You'll see that of the players that I bet on, the market price was in the region of 6/1, with some slight variations - that's 7.00 in decimal (the quick conversion is to add one to the first figure then divide it by the second). Peter Wright's 9/2 (so 5.5) for his game this evening (which means the bet on Bunting lost obv). Splitting the difference between our two methods, it's only the very bottom few players where you'd consider not betting on them if offered 6/1 - on my rankings, it's basically nobody.

You'll note that I'm getting much higher winning chances than Lendel is for the non-MvG player - significantly so in some cases. There's a few possible reasons for this - firstly, as far as I can tell, the Elo system is just using wins and losses, maybe also adjusting for size of victory - so it's not picking up that van Gerwen's been pretty ordinary in an awful lot of matches, but he's still been getting the cake in more or less everything he's entered, so his Elo rating will be staying high in relation to the competition.

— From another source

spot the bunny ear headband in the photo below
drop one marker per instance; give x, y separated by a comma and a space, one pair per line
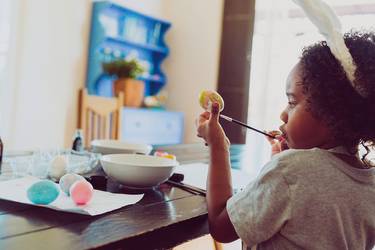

Secondly, I'm just using data from this season - where not only has van Gerwen not been playing that well, so his overall figures will be down, he's also possibly been running bad - his consistency score is much better than the database average, because his losing average is that high, over 95 - a point and a half higher than anyone in the database, and three points higher than anyone not called Price, Cross or Hughes (with a 100 leg minimum in 2019, only 18 players are even over 90). This'll have the knock-on effect of possibly underrating MvG in games against almost anyone, although Gurney, Payne, Suljovic, Searle, Monk, Dobey, Huybrechts, Clemens, Klaasen (really), Adie and Labanauskas all have better consistency ratings than van Gerwen. van Gerwen's Elo at the start of the season will have been pretty high on account of just having binked the worlds, it is not as if everyone is starting on 1500 from the start of 2019.

Thirdly, I assume Lendel incorporates the Premier League and the Masters into his dataset, whereas I don't include any unranked events. van Gerwen winning the Masters and doing decently enough in the Premier League isn't going to have harmed his rating significantly.

It is interesting to see where our projections don't differ by much - Anderson is I guess because of a small sample size where he's not been great, so his numbers are lower than they should be. That clump of players between Aspinall and Lewis - Beaton excepted - all of them have perfectly fine consistency scores, which may be reflected in Lendel's ratings putting them closer to mine than they otherwise would be. Whitlock being fairly close in odds? I'm not sure how quickly Elo can fall, you can only lose one game in a tournament, so if you're able to get a scrappy win before going out, put together a run out of nowhere, or when losing you lose to decent players, maybe your Elo doesn't adjust quickly enough for the level of actual play you're putting in. On the flip side, look at Steve West - he's not actually been playing bad darts, his points per turn, overall, has been around where his overall ranking is, he's just been a bit unlucky with some close results and draws, that'll end up dropping his Elo a bit.

So do we just bet against MvG until further notice? If you're just using my figures, then go for it. Lendel's figures end up giving a bit of a closer line to the actual market, but compared to prices you actually see, they're still in the range of it being anywhere from a slightly decent bet to at least not a significant mistake (he'd have Lennon, Bunting and Wright at 15/2, 5/1 and 4/1, compared to the 7/1, 6/1 and 9/2 that's generally available). I'm not seeing anything to suggest stopping betting against MvG if our opponent is somewhat competent, at the very worst, if we assume that the bookmakers know what they're doing and are actually pricing things up correctly, if we assume that they want to limit potential liabilities by putting van Gerwen shorter than he should be on name value alone, then as long as we have enough books to choose from that there's not huge vig, then taking the best price we have on the other guy can't really be a mistake.

Finally, no, that 1.88 isn't a typo in the Cross row. On this year's data Cross projects to win the game - just.